Researchers estimate that there is a risk of one percent that a space rock will crush onto our planet on April 27, 2027. The asteroid is apparently traveling towards our solar system at 14 kilometers per second, has a diameter of 100 to 300 meters and is at a distance of about 57 million kilometers from Earth. The potential scenario had astronomers, scientists, engineers, and emergency agents to come together in a drill, in a Washington suburb. China, France, Germany, Italy, Russia, Israel, and the United States are some of the states represented at the exercise.
The idea that an asteroid might collide with Earth was once a hilarious matter, however, when a meteor blew up over Russia on February 15, 2013, put an end to the sneers. A 20 meter (65 foot) asteroid exploded over the southern Urals, 23 kilometers (14 miles) above the town of Chelyabinsk with such a powerful force that it blew up the windows of thousands of buildings, which caused injuries on about one thousand people.
Astronomers discover new asteroids every day: there are more than 700 so far this year, with a total of 20,001, Lindley Johnson of NASA’s Planetary Defense Coordination Office said. The space rocks of interest are only those ‘close to Earth,’ 31 million miles from our planet. Among the riskiest asteroids is one named 2000SG344. This rock, with a diameter of 165 feet, has one in 2,096 chance to collide with the Earth within a hundred years, ESA said.

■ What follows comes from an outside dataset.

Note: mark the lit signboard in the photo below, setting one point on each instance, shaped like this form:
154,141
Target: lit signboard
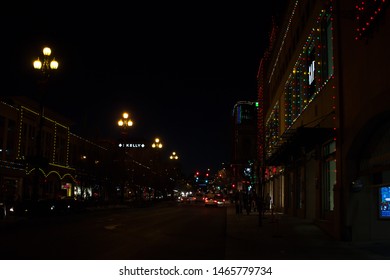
131,145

NASA plans to drill and asteroid in 2020 to come up with a solution to defend the planet
Most of the asteroids are small, but of them, 942 are more than 0.6 miles across, estimates astronomer Alan Harris. The rocks are discovered in principle by two US telescopes, but the European Space Agency built a telescope for this purpose in Spain and is planning to create others in Sicily and Chile.

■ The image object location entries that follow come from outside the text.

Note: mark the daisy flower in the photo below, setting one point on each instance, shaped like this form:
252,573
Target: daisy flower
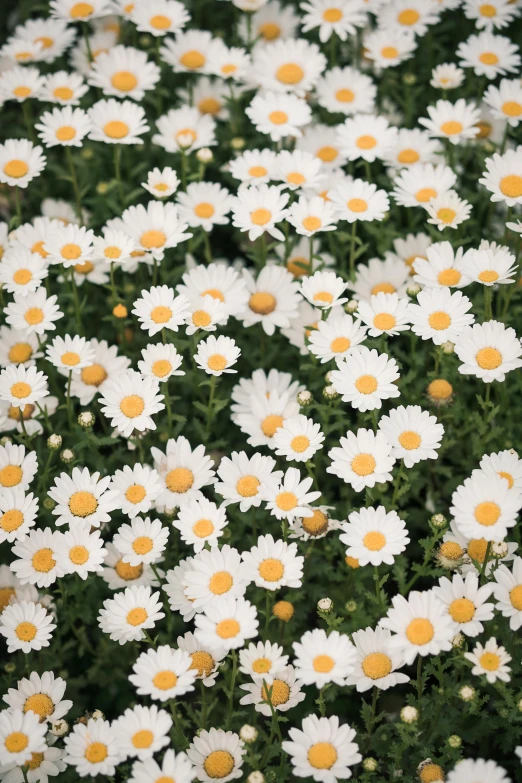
17,514
489,55
374,536
488,351
200,522
243,479
466,603
227,623
322,658
92,748
363,459
184,472
20,737
216,754
142,731
216,355
292,497
359,200
26,626
364,378
443,267
490,659
376,661
128,614
420,625
483,506
273,564
130,401
262,661
161,183
117,122
20,162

This week’s drill is set to simulate the global response to a disastrous meteorite, by firstly is aiming telescopes at the rock and accurately calculate its speed and trajectory. The plan is then going down to two choices: deflect the rock or evacuate.
If the rock is less than 165 feet, the international agreement is to evacuate the jeopardized area. According to Detlef Koschny, co-manager of the Planetary Defence Office of the European Space Agency (ESA), it is possible to forecast which country will be hit two weeks ahead, and days away from the collision, it can be reduced to hundreds of kilometers.
In case the asteroid is more prominent, the plan is to shot a device at the rock to deflect its trajectory. NASA plans to test this theory in 2020 on a real space rock of 492 feet across, with the Double Asteroid Redirection Test (DART) mission.